2001 rolled around and quite incredibly, Lloyd Cole released two CDs worth of music on XIII Bis Records, the label that had ensured The Negatives material got to see the light of day the previous year.
Both albums were released on the same day but they couldn’t have been any more diverse.
Etc. was, more or less, the lost album of 1996 which had been caught up in the record label wrangles I referred to a couple of weeks back. It’s an acoustic, at times folksy/country album, consisting of fully realised songs, demos and covers. Lloyd’s voice had rarely sounded more impressive, almost as if he was determined to make it as much of an instrument within the sounds he was creating, never straining for notes and delivering every word in a clear and concise manner. It’s a beautiful record, one which reflected the way he was now earning his living as live musician, touring solo with just a couple of guitars…no support acts, splitting his sets into two halves with an interval for the audience to enjoy a drink, loads of entertaining stories in between the music as he reminisced about his career and giving his audience the songs that most had come along to hear – the Commotions hits reinterpreted in an Unplugged fashion.

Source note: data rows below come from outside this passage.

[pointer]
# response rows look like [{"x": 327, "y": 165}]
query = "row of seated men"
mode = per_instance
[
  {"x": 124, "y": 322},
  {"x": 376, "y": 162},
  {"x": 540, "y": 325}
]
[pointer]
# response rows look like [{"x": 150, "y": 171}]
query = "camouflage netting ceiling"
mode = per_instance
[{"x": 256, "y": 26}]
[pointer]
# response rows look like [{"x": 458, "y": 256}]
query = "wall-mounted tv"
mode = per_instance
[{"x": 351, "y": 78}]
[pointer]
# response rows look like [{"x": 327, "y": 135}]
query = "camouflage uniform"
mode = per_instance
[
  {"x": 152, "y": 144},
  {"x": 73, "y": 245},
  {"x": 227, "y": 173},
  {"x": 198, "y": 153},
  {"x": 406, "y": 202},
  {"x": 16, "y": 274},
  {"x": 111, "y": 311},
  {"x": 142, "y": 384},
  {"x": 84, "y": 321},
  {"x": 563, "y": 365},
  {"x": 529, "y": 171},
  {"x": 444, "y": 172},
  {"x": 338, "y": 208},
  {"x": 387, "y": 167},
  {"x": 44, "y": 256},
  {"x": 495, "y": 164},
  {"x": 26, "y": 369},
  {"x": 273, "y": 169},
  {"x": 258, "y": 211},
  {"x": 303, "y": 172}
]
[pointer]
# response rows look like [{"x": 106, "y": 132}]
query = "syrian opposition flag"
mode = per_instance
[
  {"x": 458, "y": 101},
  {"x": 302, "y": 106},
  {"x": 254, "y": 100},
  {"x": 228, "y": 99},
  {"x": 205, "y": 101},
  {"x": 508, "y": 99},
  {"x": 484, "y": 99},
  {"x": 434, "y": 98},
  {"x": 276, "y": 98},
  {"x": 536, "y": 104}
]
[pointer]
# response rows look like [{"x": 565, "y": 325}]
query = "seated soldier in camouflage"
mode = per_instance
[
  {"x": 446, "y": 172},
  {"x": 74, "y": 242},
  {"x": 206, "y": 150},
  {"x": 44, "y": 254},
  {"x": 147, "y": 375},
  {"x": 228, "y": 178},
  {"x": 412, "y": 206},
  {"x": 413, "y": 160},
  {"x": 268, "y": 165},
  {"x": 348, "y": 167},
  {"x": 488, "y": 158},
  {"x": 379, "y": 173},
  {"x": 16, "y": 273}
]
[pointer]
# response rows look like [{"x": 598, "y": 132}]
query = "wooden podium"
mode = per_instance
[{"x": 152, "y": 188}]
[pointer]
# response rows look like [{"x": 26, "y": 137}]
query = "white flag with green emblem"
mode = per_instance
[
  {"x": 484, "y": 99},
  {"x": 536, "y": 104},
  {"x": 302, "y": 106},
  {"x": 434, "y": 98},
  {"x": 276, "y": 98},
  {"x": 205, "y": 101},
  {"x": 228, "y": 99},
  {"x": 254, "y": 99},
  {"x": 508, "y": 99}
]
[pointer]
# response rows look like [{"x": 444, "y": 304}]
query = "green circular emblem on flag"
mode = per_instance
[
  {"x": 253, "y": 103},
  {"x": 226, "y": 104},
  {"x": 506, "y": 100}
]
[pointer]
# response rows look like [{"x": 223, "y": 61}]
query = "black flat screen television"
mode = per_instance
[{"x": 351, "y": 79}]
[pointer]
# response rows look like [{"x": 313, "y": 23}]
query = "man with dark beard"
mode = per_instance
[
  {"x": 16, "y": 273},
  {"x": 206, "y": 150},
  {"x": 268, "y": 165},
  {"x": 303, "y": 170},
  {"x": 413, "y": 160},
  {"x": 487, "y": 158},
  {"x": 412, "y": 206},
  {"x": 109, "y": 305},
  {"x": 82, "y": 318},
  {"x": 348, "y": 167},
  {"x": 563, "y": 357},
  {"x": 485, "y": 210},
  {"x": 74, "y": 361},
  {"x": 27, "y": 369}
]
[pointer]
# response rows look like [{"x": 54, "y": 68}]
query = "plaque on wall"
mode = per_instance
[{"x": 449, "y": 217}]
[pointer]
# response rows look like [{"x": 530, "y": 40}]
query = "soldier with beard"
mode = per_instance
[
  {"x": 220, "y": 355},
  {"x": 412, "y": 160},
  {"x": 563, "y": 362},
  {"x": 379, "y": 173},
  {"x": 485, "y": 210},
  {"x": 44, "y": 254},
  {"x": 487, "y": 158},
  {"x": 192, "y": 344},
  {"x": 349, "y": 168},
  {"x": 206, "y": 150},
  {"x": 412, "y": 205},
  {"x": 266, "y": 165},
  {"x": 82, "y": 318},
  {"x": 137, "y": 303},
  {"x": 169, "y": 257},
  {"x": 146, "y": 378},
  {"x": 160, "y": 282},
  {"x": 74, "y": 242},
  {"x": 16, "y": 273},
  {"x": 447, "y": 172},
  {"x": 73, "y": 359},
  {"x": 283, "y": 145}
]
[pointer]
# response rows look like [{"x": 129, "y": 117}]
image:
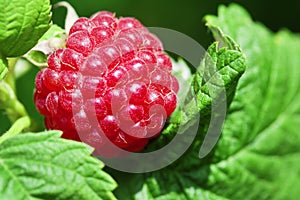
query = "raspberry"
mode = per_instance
[{"x": 112, "y": 84}]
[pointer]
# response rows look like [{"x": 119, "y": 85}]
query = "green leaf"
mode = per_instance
[
  {"x": 44, "y": 166},
  {"x": 258, "y": 156},
  {"x": 52, "y": 40},
  {"x": 22, "y": 23},
  {"x": 3, "y": 67},
  {"x": 220, "y": 70}
]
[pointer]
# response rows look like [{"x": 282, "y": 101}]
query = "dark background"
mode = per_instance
[
  {"x": 186, "y": 15},
  {"x": 183, "y": 16}
]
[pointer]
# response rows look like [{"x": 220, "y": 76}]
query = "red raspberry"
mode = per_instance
[{"x": 112, "y": 80}]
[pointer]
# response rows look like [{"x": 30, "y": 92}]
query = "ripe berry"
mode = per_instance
[{"x": 112, "y": 84}]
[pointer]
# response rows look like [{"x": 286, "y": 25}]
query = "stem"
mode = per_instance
[{"x": 16, "y": 128}]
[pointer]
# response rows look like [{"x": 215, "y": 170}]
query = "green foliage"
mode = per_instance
[
  {"x": 44, "y": 166},
  {"x": 256, "y": 157},
  {"x": 3, "y": 67},
  {"x": 22, "y": 23},
  {"x": 220, "y": 70}
]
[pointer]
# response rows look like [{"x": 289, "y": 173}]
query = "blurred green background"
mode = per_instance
[
  {"x": 183, "y": 16},
  {"x": 186, "y": 16}
]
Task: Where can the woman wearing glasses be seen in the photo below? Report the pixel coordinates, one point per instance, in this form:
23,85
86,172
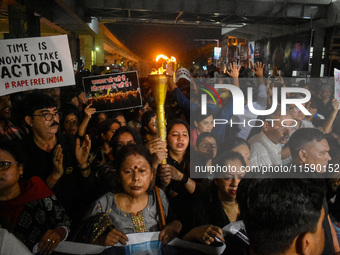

mp3 : Lloyd Cole – Old Enough To Know Better
mp3 : Lloyd Cole – Memphis
mp3 : Lloyd Cole – Fool You Are (demo)
The middle track is a cover of the song written by the actress Karen Black that she had performed in Nashville, the 1975 hit movie directed by Robert Altman. Lloyd’s version features Matt Johnston of The The on backing vocals.
The other CD was Plastic Wood, consisting of 19 tracks of ambient electonica across 45 minutes, with all keyboards played by Lloyd himself. It was totally unexpected and unsurprisingly it divided opinion.
I don’t listen to enough music of the genre to determine if it’s very good or an amateurish effort when compared to the acclaimed masters. It’s an album I’ve rarely returned to over the years and indeed I went as far as deleting it from the i-tunes library so as to prevent the tracks getting in the way of any occasion when I wanted a Lloyd Cole mixfest. It is worth, however, drawing your attention to this allmusic review of Plastic Wood with the writer very keen to offer praise.
I looked for but couldn’t find the CD where it should be on the shelf which means I’ve either filed it in the wrong place (and I’ve neither the time nor energy to search for it) or I’ve forgotten about loaning it out to someone at some point. If it’s the latter and you’re reading this, then I’ll willingly take it back without the imposition of a fine.